Dib écrit, en 1959, « Un Été africain », un roman alimentant les rumeurs d’une guerre secrète et lointaine, évocation déshistorisée des Combattants de la Liberté (CDL, communiste). C’est sa dernière année de résidence permanente en Algérie. Cette année-là, il aurait fait l’objet d’une interdiction de séjour en Algérie. Pour quel motif ? Était-il un fervent et remuant militant nationaliste ? Seulement, un commis aux écritures comptables d’une petite entreprise privée, suffisamment effacé pour attirer l’attention des polices coloniales. Assurément, il écrivait des romans, mais en quoi sa prose aurait-elle troublé l’ordre public ? En 1958, dans « La Dernière impression », Malek Haddad, peu enclin aux demi-mots, décrivait crûment la guerre d’Algérie, sans encourir la moindre réquisition de la justice et de la police coloniales. Pourquoi cette sentence contre Dib et quelles en sont les raisons ? Qu’elle soit prononcée par un officier de police ou un juge de l’État colonial, les traces de cette décision d’interdiction de séjour du commis aux écritures comptables et écrivain Mohammed Dib doivent être conservées dans les archives du gouvernement général de l’Algérie, aujourd’hui transférées en France, accessibles aux chercheurs et, surtout, signalées dans leurs travaux. Ce n’est pas le cas. Ladite décision – existe-t-elle matériellement ? – a été communiquée verbalement par Dib et les Bellissant. Le romancier quittera en catimini l’Algérie pour ne plus y revenir, comme le journaliste quittera sans avertir « Alger républicain » pour ne plus y revenir. Encore une désertion. Hypothétiquement exfiltré d’Algérie par sa belle-famille française, Dib rejoindra la France pour s’installer à Mougins (Sud) dans la maison de Roger Bellissant dont il avait épousé une des filles, Colette, en 1951. Il ne retournera épisodiquement dans l’Algérie indépendante qu’en touriste. À la rentrée littéraire de l’automne 1962, il donne à son éditeur Seuil, « Qui se souvient de la mer », un récit métonymique, le moment faible de la rhétorique, qui n’était qu’un livre creux sur une guerre d’ombres et de démons. Fut-elle seulement celle des Algériens ?
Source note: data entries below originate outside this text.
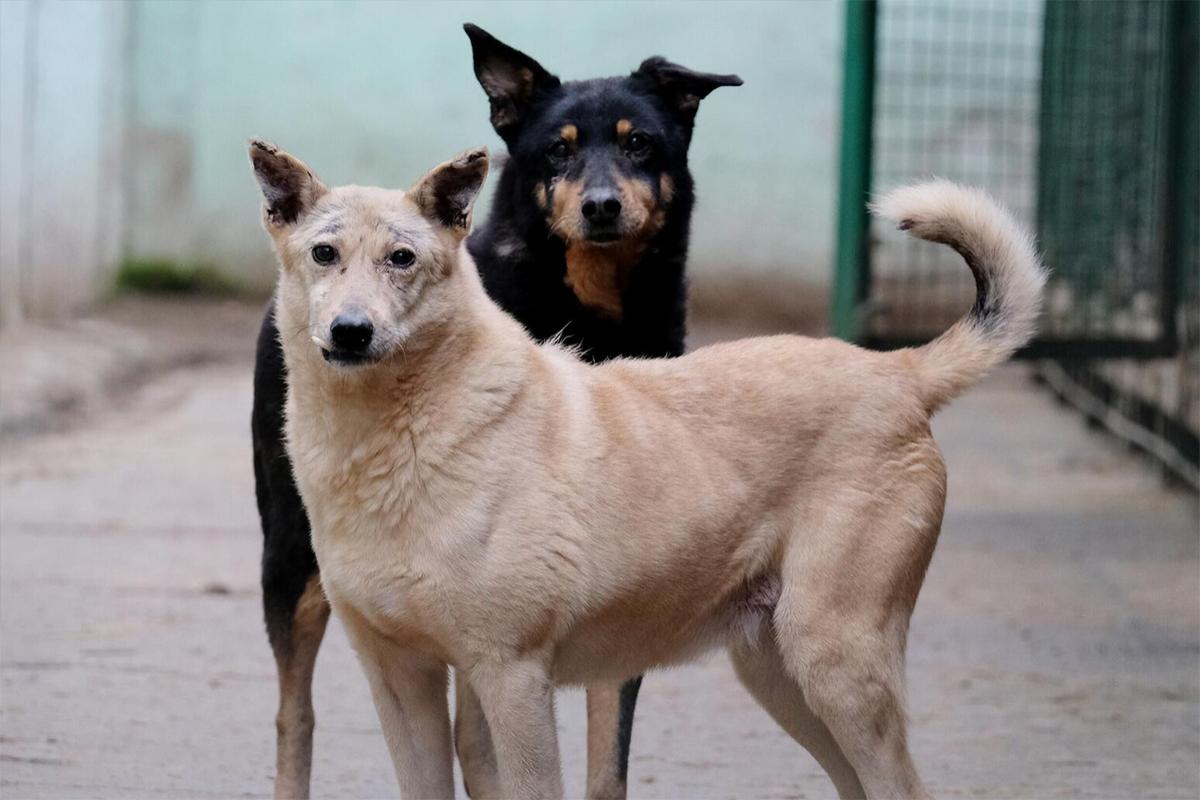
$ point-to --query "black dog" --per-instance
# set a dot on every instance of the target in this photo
(587, 242)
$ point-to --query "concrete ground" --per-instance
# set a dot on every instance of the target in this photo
(1055, 651)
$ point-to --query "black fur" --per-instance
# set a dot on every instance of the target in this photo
(522, 264)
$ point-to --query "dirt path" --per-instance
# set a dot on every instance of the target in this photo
(1054, 653)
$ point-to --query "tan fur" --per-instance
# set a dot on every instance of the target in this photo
(604, 709)
(294, 721)
(598, 274)
(483, 501)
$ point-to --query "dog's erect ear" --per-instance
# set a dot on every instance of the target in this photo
(509, 77)
(682, 86)
(447, 193)
(289, 187)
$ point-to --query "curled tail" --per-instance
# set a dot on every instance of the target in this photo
(1008, 281)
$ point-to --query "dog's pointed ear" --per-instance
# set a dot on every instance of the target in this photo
(682, 88)
(447, 193)
(510, 78)
(289, 187)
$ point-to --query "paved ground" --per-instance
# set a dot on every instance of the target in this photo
(1054, 653)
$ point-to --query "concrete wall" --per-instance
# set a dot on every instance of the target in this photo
(61, 78)
(381, 91)
(123, 124)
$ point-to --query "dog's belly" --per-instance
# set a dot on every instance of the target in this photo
(641, 633)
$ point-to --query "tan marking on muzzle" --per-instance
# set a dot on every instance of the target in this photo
(598, 275)
(567, 216)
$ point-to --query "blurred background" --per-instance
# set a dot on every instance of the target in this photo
(1056, 648)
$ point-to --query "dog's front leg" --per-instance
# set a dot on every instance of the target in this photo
(409, 692)
(519, 702)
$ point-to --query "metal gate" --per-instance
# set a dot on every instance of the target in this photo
(1071, 113)
(1081, 118)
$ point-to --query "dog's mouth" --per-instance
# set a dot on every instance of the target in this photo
(347, 358)
(604, 236)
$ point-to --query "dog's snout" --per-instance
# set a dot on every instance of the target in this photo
(352, 331)
(601, 205)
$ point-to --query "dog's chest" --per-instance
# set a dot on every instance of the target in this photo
(371, 531)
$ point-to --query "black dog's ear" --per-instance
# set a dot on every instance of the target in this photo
(289, 187)
(509, 77)
(447, 193)
(682, 86)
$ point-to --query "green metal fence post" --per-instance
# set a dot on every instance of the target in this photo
(852, 271)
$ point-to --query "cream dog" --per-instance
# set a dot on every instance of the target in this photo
(489, 504)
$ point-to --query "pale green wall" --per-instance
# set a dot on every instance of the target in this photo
(379, 91)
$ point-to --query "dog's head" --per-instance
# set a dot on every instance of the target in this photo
(603, 155)
(363, 269)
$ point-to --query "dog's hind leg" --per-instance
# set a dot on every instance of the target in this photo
(517, 697)
(760, 667)
(293, 603)
(610, 728)
(473, 743)
(849, 588)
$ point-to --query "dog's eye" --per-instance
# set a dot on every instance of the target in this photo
(402, 257)
(324, 253)
(637, 143)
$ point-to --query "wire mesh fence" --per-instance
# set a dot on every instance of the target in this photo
(1080, 116)
(1119, 216)
(957, 96)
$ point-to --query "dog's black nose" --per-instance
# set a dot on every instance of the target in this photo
(601, 205)
(352, 331)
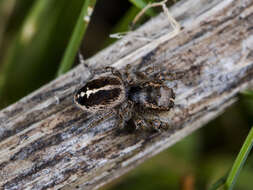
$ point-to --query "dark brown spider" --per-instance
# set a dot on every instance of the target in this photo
(113, 90)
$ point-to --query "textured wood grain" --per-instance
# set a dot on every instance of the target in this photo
(44, 140)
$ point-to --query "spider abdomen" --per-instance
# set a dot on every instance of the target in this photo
(101, 93)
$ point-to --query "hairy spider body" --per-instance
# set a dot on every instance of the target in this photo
(111, 90)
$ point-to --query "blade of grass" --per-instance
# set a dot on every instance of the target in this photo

Juillet 1962, le colonialisme français est définitivement vaincu. La Guerre d’Algérie des Écrivains, parlons-en. Quitte à se répéter : où est l’introuvable « archétype de l’écrivain-militant » et le « patriote sincère », transcendant le combat national, qu’aurait incarné Mohammed Dib ? Plusieurs écrivains des années 1950, romanciers, poètes et poétesses derrière les murs des prisons, dramaturges, essayistes, ont rejoint le Front de la libération nationale. Certains d’entre eux sont tombés en martyrs ; ils méritent que leurs noms soient rappelés : Ahmed-Réda Houhou (1910-1956), Tewfiq Khaznadar (1921-1956), enlevés et assassinés à Constantine par une milice de l’armée coloniale, la sinistre « Main rouge » ; Rabi’e Bouchama (1916-1959) et Abdelkrim Aggoune (1918-1959), sortis des rangs des ouléma badissiens, tombés dans les mêmes conditions à Alger, en 1959, sous la mitraille de l’armée coloniale ; Ali Maâchi (1927-1958), poète-chantant, torturé, assassiné et suspendu par les pieds à un tremble de la place Carnot (aujourd’hui des Martyrs) dans sa ville Tiaret. Ce sont des milliers, des centaines de milliers, des millions d’Algériens, tués à l’ennemi, dont le meurtre par la France coloniale est gravé dans le marbre des sacrifices. Dib ne croyait pas à ce pays d’espérance qu’était l’Algérie dans son combat pour la dignité.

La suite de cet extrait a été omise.